Pas question pour lui de rester ainsi dans la langueur océanique des ballotements vomitifs d'une eau capricieuse qui se démontait et se remontait aussi facilement qu'un meuble Ikéa en pleine tempête. Il avait déjà fait trois fois le tour de son navire, passant de sa bibliothèque où il piochait généralement un ouvrage d'entomologie à son salon où il pouvait regarder les journaux télévisés avec le débit que lui autorisait sa liaison satellite, un petit footing sur le pont, deux trois pompes, le temps de s'ennuyer un peu et ensuite il lisait, lisait, lisait et passait dans la cale où se terrait les restes de sa moth-mobile qu'il devait réparer. Après quoi il allait devant son ordinateur et jouait un peu à une simulation de fourmilière. Enfin il regardait ses quelques comptes en banque histoire de voir s'il pouvait acheter de quoi manger dans le port le plus proche.
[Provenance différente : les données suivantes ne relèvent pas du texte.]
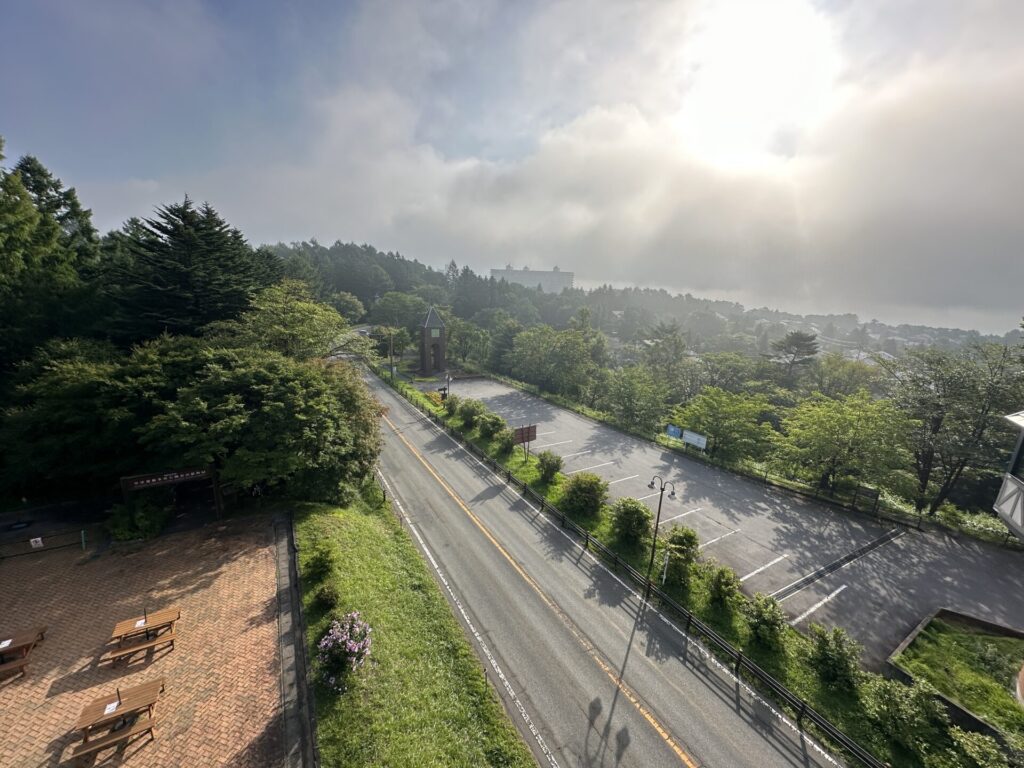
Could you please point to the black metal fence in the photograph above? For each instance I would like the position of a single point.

Tous ses avoirs aux États-Unis étaient bloqués: motif officiel, un redressement fiscal, motif officieux, l'état voulait abattre la mite d'un sérieux coup de main au porte-monnaie. Ne lui restait que les quelques subsides que ses gestionnaires avaient réparti dans le monde et qui lui permettait de tenir le coup. Pour la première fois de sa vie, Drury allait devoir travailler dur sa carrière de criminel pour tenir, mais qu'importait, c'était l'occasion pour lui d'être enfin dans l'immersion la plus totale! Il entreprit donc, chaque matin, de coucher sur le papier ses idées de projets plus grandioses les uns que les autres.

Et un matin, il se leva. Il n'eut pas envie d'écrire, il eut envie d'agir! Conscient que la guerre médiatique qui agitait le gouvernement et les rebelles atteindrait un point culminant dans quelques semaines, surtout avec l'annonce d'Amanda Waller sur la révélation de l'identité de Nightwing, la destitution de Luthor et la montée de cet abominable Hugo Strange en tant qu'éminence grise, il se devait de mettre la main à la pâte. Il envisagea alors de porter un coup fatal à la logistique de l'armée, rien que ça.

Il fit quelques recherches sur internet, et entre deux divagations pour regarder des images de mantes religieuses, il trouva la localisation d'un dépôt de la Garde Nationale où cette dernière entreposait tout ce qui n'était pas des armes. L'heure était venue de souiller de l'impérieuse volonté de Killer Moth les pantalons des militaires de fortune de l'Oncle Sam! Hin hin hin!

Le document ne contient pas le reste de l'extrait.